[VuFind-Tech] Proposed changes to VuFindIndexer.getFormat, Part 2

SourceForge Headquarters 225 Broadway Suite 1600 San Diego, CA 92101 +1 (858) 454-5900

Okay, here is my proposed changes.

  https://gist.github.com/1149060

It's quite lengthy, but here is why I think it addresses the flaws I mentioned in the previous email.

1. It is much more complete.

As you can see in the enumerations at the top of the file, there are many more format designations than in the current getFormat method.

This goes essentially two levels deep for material types and content types.  MARC, amazingly, has even more detailed formats, at least for some material types.  For example, you can divide books into 'encyclopedias', 'dictionaries', 'yearbooks', and so on.  And music is even more detailed.  But I had to stop somewhere, so I didn't parse these out.  It also picks up secondary content types (from the 006).

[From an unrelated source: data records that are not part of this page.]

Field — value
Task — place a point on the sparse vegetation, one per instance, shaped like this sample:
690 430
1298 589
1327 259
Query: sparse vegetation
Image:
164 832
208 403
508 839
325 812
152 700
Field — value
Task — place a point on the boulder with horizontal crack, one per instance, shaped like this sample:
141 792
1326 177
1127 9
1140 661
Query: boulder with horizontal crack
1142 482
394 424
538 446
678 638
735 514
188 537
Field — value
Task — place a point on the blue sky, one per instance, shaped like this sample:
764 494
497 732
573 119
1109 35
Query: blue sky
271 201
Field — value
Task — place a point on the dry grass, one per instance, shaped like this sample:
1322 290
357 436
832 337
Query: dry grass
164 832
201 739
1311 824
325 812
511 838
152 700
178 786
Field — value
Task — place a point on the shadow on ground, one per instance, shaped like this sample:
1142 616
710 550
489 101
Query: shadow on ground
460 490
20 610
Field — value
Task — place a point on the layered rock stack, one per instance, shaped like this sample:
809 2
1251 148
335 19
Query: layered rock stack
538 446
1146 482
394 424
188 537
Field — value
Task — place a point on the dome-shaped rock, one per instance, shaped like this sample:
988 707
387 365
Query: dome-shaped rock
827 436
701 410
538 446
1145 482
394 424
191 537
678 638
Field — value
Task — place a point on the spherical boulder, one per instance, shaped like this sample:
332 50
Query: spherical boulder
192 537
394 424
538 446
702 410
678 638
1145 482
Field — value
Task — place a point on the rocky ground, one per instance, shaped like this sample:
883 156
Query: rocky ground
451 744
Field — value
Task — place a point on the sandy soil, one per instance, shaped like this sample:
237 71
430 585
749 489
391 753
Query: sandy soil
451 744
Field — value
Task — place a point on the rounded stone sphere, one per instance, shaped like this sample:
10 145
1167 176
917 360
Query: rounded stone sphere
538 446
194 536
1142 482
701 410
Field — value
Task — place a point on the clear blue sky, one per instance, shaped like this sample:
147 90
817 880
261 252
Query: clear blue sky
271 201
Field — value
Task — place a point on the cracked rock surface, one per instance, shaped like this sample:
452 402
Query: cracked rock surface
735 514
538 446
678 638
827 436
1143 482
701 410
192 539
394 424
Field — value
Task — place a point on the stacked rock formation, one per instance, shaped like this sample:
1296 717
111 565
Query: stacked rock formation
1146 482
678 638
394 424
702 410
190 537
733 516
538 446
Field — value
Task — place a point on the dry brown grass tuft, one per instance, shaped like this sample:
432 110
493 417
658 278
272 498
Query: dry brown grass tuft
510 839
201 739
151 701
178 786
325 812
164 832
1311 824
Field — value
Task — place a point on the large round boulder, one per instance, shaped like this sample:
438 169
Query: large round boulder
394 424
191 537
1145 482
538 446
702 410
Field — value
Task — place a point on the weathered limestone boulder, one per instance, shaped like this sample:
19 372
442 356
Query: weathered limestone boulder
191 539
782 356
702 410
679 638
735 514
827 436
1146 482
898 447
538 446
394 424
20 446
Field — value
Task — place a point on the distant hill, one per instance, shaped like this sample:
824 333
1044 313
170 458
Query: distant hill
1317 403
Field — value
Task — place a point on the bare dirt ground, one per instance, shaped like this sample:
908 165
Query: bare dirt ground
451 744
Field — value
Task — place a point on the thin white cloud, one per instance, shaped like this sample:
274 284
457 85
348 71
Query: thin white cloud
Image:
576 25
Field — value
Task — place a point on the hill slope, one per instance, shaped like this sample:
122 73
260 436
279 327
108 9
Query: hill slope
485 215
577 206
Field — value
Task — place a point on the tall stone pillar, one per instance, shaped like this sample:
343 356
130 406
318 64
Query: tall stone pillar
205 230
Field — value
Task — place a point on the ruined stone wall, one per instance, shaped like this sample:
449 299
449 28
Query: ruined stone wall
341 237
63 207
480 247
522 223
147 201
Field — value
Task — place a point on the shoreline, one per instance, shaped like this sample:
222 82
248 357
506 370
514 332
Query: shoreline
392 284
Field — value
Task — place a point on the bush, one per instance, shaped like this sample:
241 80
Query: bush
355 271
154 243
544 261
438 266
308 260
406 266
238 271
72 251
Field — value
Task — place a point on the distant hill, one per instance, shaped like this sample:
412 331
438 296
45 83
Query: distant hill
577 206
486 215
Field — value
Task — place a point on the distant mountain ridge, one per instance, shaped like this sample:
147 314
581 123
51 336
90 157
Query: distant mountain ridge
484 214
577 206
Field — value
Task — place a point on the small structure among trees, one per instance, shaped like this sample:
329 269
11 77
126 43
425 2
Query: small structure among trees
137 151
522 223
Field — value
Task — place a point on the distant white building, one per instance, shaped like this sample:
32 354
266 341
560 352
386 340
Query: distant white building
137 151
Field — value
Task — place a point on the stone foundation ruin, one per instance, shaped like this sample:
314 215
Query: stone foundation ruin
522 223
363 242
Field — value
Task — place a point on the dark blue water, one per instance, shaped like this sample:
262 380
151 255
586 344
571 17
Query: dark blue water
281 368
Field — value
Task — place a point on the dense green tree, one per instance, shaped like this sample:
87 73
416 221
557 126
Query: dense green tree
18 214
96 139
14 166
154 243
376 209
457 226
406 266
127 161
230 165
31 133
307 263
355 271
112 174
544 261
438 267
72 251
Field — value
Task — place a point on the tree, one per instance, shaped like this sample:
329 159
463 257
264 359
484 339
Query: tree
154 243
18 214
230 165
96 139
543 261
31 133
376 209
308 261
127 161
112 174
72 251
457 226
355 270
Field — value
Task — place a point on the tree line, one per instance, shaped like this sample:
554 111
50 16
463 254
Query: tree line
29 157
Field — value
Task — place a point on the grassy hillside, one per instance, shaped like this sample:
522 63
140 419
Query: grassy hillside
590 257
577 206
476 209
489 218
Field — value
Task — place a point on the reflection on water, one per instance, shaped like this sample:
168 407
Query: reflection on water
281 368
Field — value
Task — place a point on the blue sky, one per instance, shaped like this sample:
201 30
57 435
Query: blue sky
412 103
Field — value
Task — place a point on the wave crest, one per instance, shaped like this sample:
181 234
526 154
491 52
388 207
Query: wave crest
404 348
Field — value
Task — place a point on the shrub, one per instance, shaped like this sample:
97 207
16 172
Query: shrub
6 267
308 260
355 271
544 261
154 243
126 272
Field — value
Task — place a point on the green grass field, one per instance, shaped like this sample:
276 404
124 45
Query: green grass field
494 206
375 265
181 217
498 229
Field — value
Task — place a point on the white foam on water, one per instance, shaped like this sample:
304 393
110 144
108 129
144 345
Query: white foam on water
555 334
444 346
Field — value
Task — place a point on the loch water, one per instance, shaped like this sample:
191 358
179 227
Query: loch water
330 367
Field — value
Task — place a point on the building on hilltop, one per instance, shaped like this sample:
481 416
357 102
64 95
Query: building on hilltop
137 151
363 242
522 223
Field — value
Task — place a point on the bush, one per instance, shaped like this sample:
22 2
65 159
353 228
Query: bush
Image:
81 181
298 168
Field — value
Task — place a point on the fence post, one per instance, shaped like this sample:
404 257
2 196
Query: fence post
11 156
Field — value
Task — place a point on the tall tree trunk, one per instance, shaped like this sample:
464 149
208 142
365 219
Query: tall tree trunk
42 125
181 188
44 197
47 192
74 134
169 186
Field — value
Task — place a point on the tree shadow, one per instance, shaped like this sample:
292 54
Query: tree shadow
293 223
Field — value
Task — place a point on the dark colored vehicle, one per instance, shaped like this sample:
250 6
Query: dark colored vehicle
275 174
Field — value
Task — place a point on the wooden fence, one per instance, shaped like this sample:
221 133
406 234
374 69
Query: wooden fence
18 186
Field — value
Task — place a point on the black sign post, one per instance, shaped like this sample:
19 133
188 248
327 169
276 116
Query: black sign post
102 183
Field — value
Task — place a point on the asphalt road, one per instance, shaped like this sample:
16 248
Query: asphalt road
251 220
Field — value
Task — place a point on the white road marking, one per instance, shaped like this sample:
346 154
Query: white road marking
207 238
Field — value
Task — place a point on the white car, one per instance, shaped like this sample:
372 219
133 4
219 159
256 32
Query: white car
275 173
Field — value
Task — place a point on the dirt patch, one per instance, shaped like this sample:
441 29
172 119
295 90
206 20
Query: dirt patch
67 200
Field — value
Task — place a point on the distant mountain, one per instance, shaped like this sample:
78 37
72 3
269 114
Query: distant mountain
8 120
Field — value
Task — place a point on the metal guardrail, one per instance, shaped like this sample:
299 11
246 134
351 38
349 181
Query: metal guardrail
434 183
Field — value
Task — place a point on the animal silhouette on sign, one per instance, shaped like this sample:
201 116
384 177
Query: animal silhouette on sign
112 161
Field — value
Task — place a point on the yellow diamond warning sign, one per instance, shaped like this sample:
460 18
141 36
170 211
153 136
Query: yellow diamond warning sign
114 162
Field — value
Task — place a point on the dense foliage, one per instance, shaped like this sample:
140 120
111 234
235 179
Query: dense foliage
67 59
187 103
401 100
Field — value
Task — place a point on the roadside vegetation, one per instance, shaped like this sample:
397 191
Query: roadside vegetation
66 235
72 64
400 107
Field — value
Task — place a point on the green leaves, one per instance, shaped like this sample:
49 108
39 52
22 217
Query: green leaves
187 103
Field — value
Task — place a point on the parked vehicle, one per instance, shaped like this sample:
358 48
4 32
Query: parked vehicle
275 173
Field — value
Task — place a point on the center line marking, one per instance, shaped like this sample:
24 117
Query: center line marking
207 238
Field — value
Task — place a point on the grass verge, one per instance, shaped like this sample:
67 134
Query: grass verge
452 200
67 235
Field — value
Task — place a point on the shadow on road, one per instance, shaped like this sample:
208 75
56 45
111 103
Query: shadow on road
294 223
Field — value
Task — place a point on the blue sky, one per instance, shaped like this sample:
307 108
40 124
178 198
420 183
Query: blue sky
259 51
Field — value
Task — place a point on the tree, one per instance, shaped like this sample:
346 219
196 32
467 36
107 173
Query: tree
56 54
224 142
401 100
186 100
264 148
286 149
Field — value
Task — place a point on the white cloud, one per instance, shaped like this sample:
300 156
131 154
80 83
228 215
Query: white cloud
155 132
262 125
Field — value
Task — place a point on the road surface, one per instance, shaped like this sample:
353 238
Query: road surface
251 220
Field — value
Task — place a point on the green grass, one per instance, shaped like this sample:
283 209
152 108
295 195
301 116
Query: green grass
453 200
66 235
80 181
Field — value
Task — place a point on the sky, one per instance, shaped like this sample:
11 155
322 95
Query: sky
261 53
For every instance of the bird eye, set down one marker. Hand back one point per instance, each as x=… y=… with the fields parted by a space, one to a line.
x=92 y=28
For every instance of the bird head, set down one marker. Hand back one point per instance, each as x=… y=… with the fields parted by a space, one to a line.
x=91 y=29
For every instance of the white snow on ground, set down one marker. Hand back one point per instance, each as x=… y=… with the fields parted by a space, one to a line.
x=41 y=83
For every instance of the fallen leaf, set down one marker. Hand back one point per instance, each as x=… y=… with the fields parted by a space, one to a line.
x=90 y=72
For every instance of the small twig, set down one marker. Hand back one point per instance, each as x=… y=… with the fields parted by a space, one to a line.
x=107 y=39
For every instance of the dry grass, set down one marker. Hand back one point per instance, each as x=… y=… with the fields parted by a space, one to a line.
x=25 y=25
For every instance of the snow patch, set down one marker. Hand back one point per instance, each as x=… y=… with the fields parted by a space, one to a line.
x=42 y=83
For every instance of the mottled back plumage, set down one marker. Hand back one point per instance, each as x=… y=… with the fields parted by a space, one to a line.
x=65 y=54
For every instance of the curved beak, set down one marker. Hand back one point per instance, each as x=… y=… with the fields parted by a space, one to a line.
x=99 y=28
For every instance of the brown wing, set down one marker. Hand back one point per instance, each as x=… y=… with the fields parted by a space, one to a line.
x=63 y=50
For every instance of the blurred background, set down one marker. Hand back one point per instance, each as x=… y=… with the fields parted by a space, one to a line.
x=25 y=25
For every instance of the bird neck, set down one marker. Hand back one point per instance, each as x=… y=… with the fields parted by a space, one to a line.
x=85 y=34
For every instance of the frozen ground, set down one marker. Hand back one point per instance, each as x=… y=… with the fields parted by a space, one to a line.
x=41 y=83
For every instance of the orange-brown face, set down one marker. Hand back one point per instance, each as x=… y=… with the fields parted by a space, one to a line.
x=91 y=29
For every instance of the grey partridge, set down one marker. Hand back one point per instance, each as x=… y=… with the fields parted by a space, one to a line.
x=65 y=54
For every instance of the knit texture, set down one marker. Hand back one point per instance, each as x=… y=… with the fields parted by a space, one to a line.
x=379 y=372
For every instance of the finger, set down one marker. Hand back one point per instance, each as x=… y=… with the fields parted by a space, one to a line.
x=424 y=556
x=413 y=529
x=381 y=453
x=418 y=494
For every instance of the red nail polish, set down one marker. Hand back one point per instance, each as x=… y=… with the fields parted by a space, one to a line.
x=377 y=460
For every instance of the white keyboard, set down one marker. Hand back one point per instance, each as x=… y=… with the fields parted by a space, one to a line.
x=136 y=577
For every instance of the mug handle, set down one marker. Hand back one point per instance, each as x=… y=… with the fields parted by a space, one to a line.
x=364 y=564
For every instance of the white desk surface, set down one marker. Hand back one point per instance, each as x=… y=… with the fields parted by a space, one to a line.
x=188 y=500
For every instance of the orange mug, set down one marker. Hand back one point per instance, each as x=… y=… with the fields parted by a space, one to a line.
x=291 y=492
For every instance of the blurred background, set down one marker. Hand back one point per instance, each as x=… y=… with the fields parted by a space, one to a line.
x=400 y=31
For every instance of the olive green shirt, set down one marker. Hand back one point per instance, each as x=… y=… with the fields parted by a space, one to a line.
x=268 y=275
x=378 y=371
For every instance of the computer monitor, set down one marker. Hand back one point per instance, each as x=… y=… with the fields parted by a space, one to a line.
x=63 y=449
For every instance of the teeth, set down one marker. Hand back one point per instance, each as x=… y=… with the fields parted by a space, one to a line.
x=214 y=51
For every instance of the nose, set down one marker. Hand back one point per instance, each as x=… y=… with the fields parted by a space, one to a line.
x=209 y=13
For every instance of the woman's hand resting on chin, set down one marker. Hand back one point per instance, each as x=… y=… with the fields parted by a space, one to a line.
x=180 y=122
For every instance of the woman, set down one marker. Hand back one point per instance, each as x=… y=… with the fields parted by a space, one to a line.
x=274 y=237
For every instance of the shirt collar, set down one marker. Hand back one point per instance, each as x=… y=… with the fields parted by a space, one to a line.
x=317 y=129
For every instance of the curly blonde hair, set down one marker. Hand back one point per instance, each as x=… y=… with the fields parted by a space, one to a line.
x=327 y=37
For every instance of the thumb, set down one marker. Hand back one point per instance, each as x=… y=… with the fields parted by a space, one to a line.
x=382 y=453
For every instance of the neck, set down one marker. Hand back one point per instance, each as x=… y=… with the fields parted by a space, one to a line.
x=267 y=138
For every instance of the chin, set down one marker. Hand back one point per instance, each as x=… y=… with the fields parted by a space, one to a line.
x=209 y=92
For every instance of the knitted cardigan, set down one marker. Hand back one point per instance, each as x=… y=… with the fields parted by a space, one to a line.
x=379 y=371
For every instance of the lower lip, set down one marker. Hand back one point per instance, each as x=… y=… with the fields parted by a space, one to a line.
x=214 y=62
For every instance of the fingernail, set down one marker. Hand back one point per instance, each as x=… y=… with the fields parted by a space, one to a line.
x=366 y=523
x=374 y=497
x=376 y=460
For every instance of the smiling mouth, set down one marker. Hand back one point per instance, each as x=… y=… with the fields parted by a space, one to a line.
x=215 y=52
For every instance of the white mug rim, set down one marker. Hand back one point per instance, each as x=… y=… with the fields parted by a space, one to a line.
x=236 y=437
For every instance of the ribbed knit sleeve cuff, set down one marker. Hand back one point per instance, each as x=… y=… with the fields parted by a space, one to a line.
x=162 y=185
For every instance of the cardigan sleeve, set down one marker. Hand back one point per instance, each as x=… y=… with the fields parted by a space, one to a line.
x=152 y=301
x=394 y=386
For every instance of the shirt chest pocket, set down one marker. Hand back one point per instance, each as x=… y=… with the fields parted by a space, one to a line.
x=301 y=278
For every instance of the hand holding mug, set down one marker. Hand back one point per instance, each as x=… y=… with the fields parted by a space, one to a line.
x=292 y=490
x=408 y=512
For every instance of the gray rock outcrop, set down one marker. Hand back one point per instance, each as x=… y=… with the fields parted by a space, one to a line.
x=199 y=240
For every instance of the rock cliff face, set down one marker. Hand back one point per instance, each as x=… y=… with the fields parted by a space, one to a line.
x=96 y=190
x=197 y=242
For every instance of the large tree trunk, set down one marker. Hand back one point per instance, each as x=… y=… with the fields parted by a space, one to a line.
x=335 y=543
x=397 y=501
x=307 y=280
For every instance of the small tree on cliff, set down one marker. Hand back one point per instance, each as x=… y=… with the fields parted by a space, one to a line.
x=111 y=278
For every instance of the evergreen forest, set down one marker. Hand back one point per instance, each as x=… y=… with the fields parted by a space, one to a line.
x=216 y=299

2. It distinguishes between content type and media/carrier type.

There is a getMediaTypes method that essentially parses the 007, plus a few other fields.  The getContentTypes method does the same for the leader/008/006 and a few data fields.   Each returns all available values.

If I've done my job well, then these two 'lower-level' functions should not need to be customized by libraries.  (If there is something missing or wrong here, it should be corrected in the distro.)

Instead, my thought here is that you could have 'higher-level' functions, or BeanShell scripts, that utilize, combine, or otherwise customize these values for the actual indexing.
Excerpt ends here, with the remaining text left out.